Is it safe to assume that we will never see the prime universe again? I love Star Trek: Continues and Star Trek: Phase II, but they are fan fiction in the end and will not garner as much attention nor ever be on Memory Alpha. I honestly think that Star Trek Nemesis was our last view of current Star Trek.
I think it's unlikely that we will see a TV/movie continuation of that continuity, and unnecessary that we do, too. There's also the issue that even if they set a new show in the old continuity again, they won't do it exactly how fans expect and there will be cries of it not being the "real" Prime universe, as we saw with Enterprise and part of ST'09.
Prime continuity isn't completely dead. It is still alive through books and Star Trek Online. If both of those dry up then I would say CBS is done thinking of prime continuity as anything but a nostalgia property.
But wait, they can't both be "Prime" since they both continue on from
Nemesis in totally different ways. Which is the one true Prime universe?
The books are one thing that will never die for Star Trek. I think we have many, many years/decades with Trek novels. Sure they aren't numbered, nor are they all series-specific, but I feel like we will have them for a long time. You are correct regarding Star Trek: Online as well. I was just referring to the Star Trek that we see on television. You know, the Star Trek the general viewer watches, aka canon Trek.
Pocket almost let their rights to Trek lapse at the end of 2013. The
Cold Equations trilogy was originally planned to end with the death of Picard and be the finale to the novelverse.
That said, had that happened and when Pocket eventually does drop Trek, someone else will almost certainly buy the rights to publish Trek novels and start afresh (no doubt leading to another round of Star Wars EU cancellation angst!)
It would be cool if Star Trek: Online were canon. But, it's probably not. It's funny, because one of the creators of the failed 2013 Star Trek game, said it was canon. I guess that would refer to canon in the Abramsverse and not the Prime universe.
I can't speak for the Gorn game since I've never played it (although JJ Abrams hated how it turned out), from what I know of STO's storyline it's a constant intergalactic wargasm, and IMO that's not what Trek should be.
Well, JJ Abrams shouldn't have made it an alternate reality. He should have just gotten rid of the whole timeline changing thing and not have Leonard Nimoy in the movie. By him doing that, there'd be no question that this was a totally new universe and nothing else.
I seriously doubt that's their intent, after all the continuity porn in
Into Darkness. Of all the movies, it's definitely the one most heavily tied into the Trek mythos.
However, I could see why he bothered to include the exsistance of the prime universe.

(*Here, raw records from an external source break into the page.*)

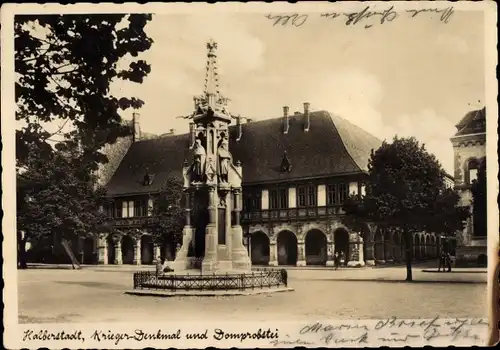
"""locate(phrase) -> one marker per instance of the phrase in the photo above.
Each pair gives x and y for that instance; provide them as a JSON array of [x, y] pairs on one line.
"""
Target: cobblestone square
[[96, 294]]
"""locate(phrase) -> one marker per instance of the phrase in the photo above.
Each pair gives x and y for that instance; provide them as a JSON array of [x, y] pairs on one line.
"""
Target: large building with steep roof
[[469, 146], [297, 171]]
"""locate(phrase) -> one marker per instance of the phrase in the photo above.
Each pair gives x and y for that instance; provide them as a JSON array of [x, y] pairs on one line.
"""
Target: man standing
[[442, 258], [336, 260], [448, 261]]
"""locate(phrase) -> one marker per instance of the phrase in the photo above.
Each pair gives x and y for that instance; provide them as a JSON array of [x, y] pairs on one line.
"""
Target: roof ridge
[[341, 139]]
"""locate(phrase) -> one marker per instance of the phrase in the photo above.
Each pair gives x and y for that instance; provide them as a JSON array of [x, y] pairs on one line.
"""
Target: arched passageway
[[127, 250], [417, 247], [287, 248], [482, 260], [396, 251], [379, 246], [89, 251], [259, 245], [388, 246], [147, 250], [341, 240], [316, 248], [111, 249]]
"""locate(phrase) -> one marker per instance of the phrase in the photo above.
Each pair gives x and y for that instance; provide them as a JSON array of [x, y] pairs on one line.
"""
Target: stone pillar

He wanted to have Star Trek '09 be a film for both old fans and garner new ones.
And IMO it worked brilliantly. I love the way the new timeline ties in with the old.
There's no such thing as "prime" Trek in the sense that fans envision. There's the source material (Star Trek) and derivative works based on Star Trek. Rick Berman's Star Trek spinoffs were simply one derivative version of the source material. Others will come and go, no more or less relevent than the Berman-verse.
True. And fans, when pointing out continuity issues in ENT and the new movies seem to forget that there are massive ones between TOS and TNG/DS9/VOY. Mainly the old Enterprise zipping around the galaxy in no time when for Voyager, it's suddenly a lifelong journey. Are they really the same continuity? And should that continuity be continued, which version should they build on and which parts should be ignored? The new movies are seemingly ignoring Voyager's idea of warp speed.